Tutto rigorosamente caratterizzato dal rosa pastello.
L'estetica invadente, eccentrica e molto curata de La Piedad non è solo un'esagerazione fine a se stessa, ma la rappresentazione simbolica di un'incapacità di vedere la realtà e di percepirne le crepe; elementi come il nero che si insinua nel rosa, la dominante grigia del regime di Pyongyang e il sangue che scorre nelle stanze perfette e immacolate della casa di Libertad e Mateo sono simboli invisibili agli occhi dei protagonisti, che vogliono solo sentirsi indispensabili e amati, come dirà il personaggio di Marta (Ana Polvorosa), nuova moglie incinta di Roberto.
[Uno degli incubi di Libertad ne La Piedad in cui Casanova ci mostra il parto di Mateo adulto]
La Piedad è senza dubbio un film più maturo di Pelle e che dividerà, pur trovando senz'altro i propri estimatori grazie anche a una cura nella messa in scena innegabile e a un rapporto tra la bizzarria delle scelte e le esigenze registiche del film che sembra decisamente più saldo di quello dell'opera precedente.

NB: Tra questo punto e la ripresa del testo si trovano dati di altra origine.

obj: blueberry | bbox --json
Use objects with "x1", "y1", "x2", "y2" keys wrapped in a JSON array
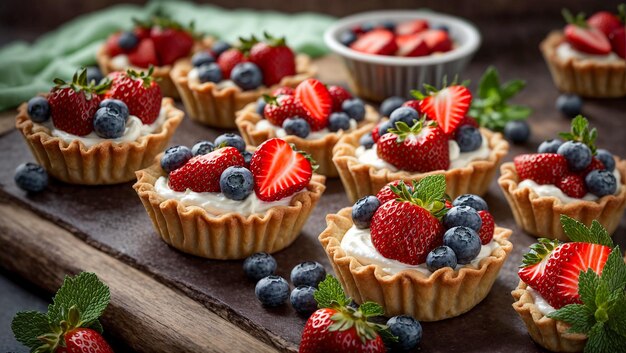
[
  {"x1": 504, "y1": 120, "x2": 530, "y2": 144},
  {"x1": 378, "y1": 96, "x2": 405, "y2": 117},
  {"x1": 230, "y1": 62, "x2": 263, "y2": 91},
  {"x1": 220, "y1": 166, "x2": 254, "y2": 200},
  {"x1": 243, "y1": 252, "x2": 277, "y2": 282},
  {"x1": 537, "y1": 139, "x2": 563, "y2": 153},
  {"x1": 28, "y1": 96, "x2": 50, "y2": 123},
  {"x1": 13, "y1": 163, "x2": 48, "y2": 192},
  {"x1": 254, "y1": 276, "x2": 289, "y2": 307},
  {"x1": 352, "y1": 195, "x2": 380, "y2": 229},
  {"x1": 556, "y1": 94, "x2": 583, "y2": 119},
  {"x1": 585, "y1": 170, "x2": 617, "y2": 197},
  {"x1": 341, "y1": 98, "x2": 365, "y2": 121},
  {"x1": 289, "y1": 286, "x2": 317, "y2": 316},
  {"x1": 191, "y1": 50, "x2": 215, "y2": 67},
  {"x1": 596, "y1": 148, "x2": 615, "y2": 172},
  {"x1": 387, "y1": 315, "x2": 422, "y2": 351},
  {"x1": 426, "y1": 245, "x2": 456, "y2": 272},
  {"x1": 198, "y1": 63, "x2": 222, "y2": 83},
  {"x1": 556, "y1": 141, "x2": 592, "y2": 171},
  {"x1": 454, "y1": 125, "x2": 483, "y2": 152},
  {"x1": 215, "y1": 132, "x2": 246, "y2": 152},
  {"x1": 443, "y1": 206, "x2": 483, "y2": 232},
  {"x1": 117, "y1": 32, "x2": 139, "y2": 50},
  {"x1": 161, "y1": 146, "x2": 193, "y2": 173},
  {"x1": 93, "y1": 108, "x2": 126, "y2": 139},
  {"x1": 443, "y1": 227, "x2": 481, "y2": 265},
  {"x1": 291, "y1": 261, "x2": 326, "y2": 288},
  {"x1": 191, "y1": 141, "x2": 215, "y2": 157},
  {"x1": 452, "y1": 194, "x2": 489, "y2": 211}
]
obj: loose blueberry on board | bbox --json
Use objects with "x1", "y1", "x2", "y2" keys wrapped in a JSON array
[
  {"x1": 504, "y1": 120, "x2": 530, "y2": 144},
  {"x1": 556, "y1": 94, "x2": 583, "y2": 119},
  {"x1": 243, "y1": 252, "x2": 277, "y2": 282},
  {"x1": 443, "y1": 206, "x2": 483, "y2": 232},
  {"x1": 537, "y1": 139, "x2": 563, "y2": 153},
  {"x1": 291, "y1": 261, "x2": 326, "y2": 288},
  {"x1": 13, "y1": 162, "x2": 48, "y2": 192},
  {"x1": 220, "y1": 166, "x2": 254, "y2": 200},
  {"x1": 426, "y1": 245, "x2": 457, "y2": 272},
  {"x1": 585, "y1": 170, "x2": 617, "y2": 197},
  {"x1": 341, "y1": 98, "x2": 365, "y2": 121},
  {"x1": 161, "y1": 146, "x2": 193, "y2": 173},
  {"x1": 557, "y1": 141, "x2": 593, "y2": 171},
  {"x1": 289, "y1": 286, "x2": 317, "y2": 317},
  {"x1": 215, "y1": 132, "x2": 246, "y2": 152},
  {"x1": 443, "y1": 227, "x2": 481, "y2": 265},
  {"x1": 254, "y1": 276, "x2": 289, "y2": 307},
  {"x1": 454, "y1": 125, "x2": 483, "y2": 152},
  {"x1": 28, "y1": 96, "x2": 50, "y2": 123},
  {"x1": 387, "y1": 315, "x2": 422, "y2": 352},
  {"x1": 230, "y1": 62, "x2": 263, "y2": 91}
]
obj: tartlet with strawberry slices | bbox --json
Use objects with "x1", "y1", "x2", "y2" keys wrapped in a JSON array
[
  {"x1": 16, "y1": 69, "x2": 184, "y2": 185},
  {"x1": 333, "y1": 84, "x2": 509, "y2": 201},
  {"x1": 236, "y1": 78, "x2": 379, "y2": 177},
  {"x1": 133, "y1": 139, "x2": 325, "y2": 259},
  {"x1": 498, "y1": 116, "x2": 626, "y2": 241},
  {"x1": 171, "y1": 33, "x2": 316, "y2": 128},
  {"x1": 319, "y1": 174, "x2": 513, "y2": 321},
  {"x1": 540, "y1": 4, "x2": 626, "y2": 97}
]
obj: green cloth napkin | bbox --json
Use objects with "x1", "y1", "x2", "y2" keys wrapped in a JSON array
[{"x1": 0, "y1": 1, "x2": 334, "y2": 111}]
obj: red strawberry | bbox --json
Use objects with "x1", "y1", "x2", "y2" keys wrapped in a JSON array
[
  {"x1": 328, "y1": 86, "x2": 352, "y2": 112},
  {"x1": 263, "y1": 95, "x2": 306, "y2": 126},
  {"x1": 296, "y1": 78, "x2": 333, "y2": 131},
  {"x1": 478, "y1": 210, "x2": 496, "y2": 245},
  {"x1": 168, "y1": 147, "x2": 246, "y2": 192},
  {"x1": 420, "y1": 85, "x2": 472, "y2": 135},
  {"x1": 350, "y1": 28, "x2": 398, "y2": 55},
  {"x1": 376, "y1": 120, "x2": 450, "y2": 173},
  {"x1": 250, "y1": 33, "x2": 296, "y2": 87},
  {"x1": 250, "y1": 138, "x2": 313, "y2": 201},
  {"x1": 106, "y1": 67, "x2": 163, "y2": 124}
]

Pur potendo non apprezzare l'eccentrico eccesso che evidentemente caratterizza lo stile di Casanova, infatti, qui si percepisce senza dubbio la stretta connessione che è riuscito a costruire tra forma e contenuto.
La forma infatti sembra ancora prendere il sopravvento sul contenuto e si respira quella sensazione di sovrabbondanza leziosa sia nelle scelte sia nelle sottolineature dei concetti (che tra l'altro non risultano particolarmente acuti o densi di analisi), ma si nota comunque la volontà di mettere tutto ciò al servizio dell'opera e non viceversa: un passo avanti, anche se forse non quello definitivo.
[La vuota leziosita spesso è necessaria agli obiettivi de La Piedad, ma non sempre Casanova riesce a tenerla imbrigliata nella funzionalità]
La Piedad è un film che piacerà senza dubbio a quel pubblico che vuole vedere qualcosa di bizzarro ed estremo senza preoccuparsi che questo sia necessario o interessante, ma che questa volta potrebbe suscitare interesse e riflessione (sia formale, sia contenutistica) in tutti gli spettatori, pur riconoscendone i limiti.